8 Der Revisionswerber habe am Unterschriften in Anwesenheit eines Notars geleistet. Weiters habe er einen Antrag an das Firmenbuchgericht unterzeichnet, die Geschäftsanschrift der Gesellschaft zu ändern. Schließlich habe er auch die beim Firmenbuchgericht eingereichten Jahresabschlüsse 2015 und 2016 unterzeichnet. Er könne sich daher nicht mit Erfolg darauf berufen, dass ihm seine Geschäftsführerbestellung verborgen geblieben sei.
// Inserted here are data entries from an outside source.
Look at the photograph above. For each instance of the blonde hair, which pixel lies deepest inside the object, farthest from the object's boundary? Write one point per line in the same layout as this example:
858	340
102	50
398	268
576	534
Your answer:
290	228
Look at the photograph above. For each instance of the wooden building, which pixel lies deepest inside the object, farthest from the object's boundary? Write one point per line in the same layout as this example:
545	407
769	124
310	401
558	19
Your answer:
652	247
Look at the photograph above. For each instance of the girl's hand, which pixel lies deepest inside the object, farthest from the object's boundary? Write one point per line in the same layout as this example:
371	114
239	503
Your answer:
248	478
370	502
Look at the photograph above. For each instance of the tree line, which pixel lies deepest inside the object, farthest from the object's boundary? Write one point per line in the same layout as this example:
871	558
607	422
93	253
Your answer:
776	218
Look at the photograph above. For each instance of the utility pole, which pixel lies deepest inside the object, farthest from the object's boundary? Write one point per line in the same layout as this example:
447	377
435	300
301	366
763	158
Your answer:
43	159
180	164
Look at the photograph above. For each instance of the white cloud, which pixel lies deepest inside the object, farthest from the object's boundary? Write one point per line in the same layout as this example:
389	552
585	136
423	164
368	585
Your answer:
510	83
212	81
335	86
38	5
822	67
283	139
Auffällig sei auch, dass der - zum damaligen Zeitpunkt noch unvertretene - Revisionswerber in der Beschwerde noch mit keinem Wort erwähnt habe, seine Geschäftsführerbestellung nicht erkannt zu haben. Die ersten Angaben würden aber erfahrungsgemäß den tatsächlichen Gegebenheiten am nächsten kommen.
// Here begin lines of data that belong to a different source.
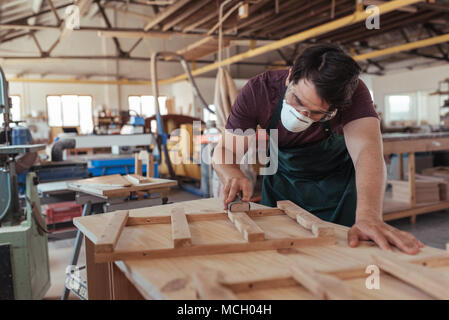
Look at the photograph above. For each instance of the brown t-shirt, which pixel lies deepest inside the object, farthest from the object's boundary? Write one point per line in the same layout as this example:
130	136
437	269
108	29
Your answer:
258	100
9 Zu den Beweisanträgen des Revisionswerbers sei auszuführen, dass ein Beweisantrag „zum Beweis seines Vorbringens“ betreffend das Beweisthema zu ungenau sei. Zu den fehlenden Sprachkenntnissen habe der Zeuge Z angegeben, dass die Sprachkenntnisse des Revisionswerbers jedenfalls eingeschränkt gewesen seien. In welchem Umfang der Revisionswerber der Unterhaltung in deutscher Sprache habe folgen können, könne er nicht beurteilen. Der Revisionswerber sei im Beisein des Prokuristen der Primärschuldnerin (V) vorstellig geworden. Dieser habe vermutlich in die Muttersprache des Revisionswerbers übersetzt. V habe angegeben, dass der Revisionswerber über ausreichende Deutschkenntnisse verfüge und um die Bedeutung der Geschäftsführerbestellung Bescheid gewusst habe. Dem Einwand des Revisionswerbers, die „schriftliche“ Aussage des V sei nicht einmal handschriftlich unterfertigt, sei zu entgegnen, dass § 166 BAO den Grundsatz der Unbeschränktheit der Beweismittel enthalte und somit auch die Berücksichtigung von Aussagen per E-Mail erlaube. Dem Einwand, es sei unverständlich, warum die Aussage von V schriftlich eingeholt worden sei, sei zu erwidern, dass die Entscheidung, ob ein Zeuge zwecks Einvernahme vorgeladen oder seine Aussage schriftlich eingeholt werde, eine Ermessensentscheidung der Abgabenbehörde bzw. des Bundesfinanzgerichts sei. Aufgrund welcher Überlegungen V die beiden Fragen, wären sie persönlich an ihn gerichtet worden, abweichend beantwortet hätte, sei nicht nachvollziehbar. Die im Schreiben vom gestellten weiteren Beweisanträge (ergänzende Befragung des Zeugen Z) seien unerheblich, weil die dort genannten Themen nicht entscheidend seien.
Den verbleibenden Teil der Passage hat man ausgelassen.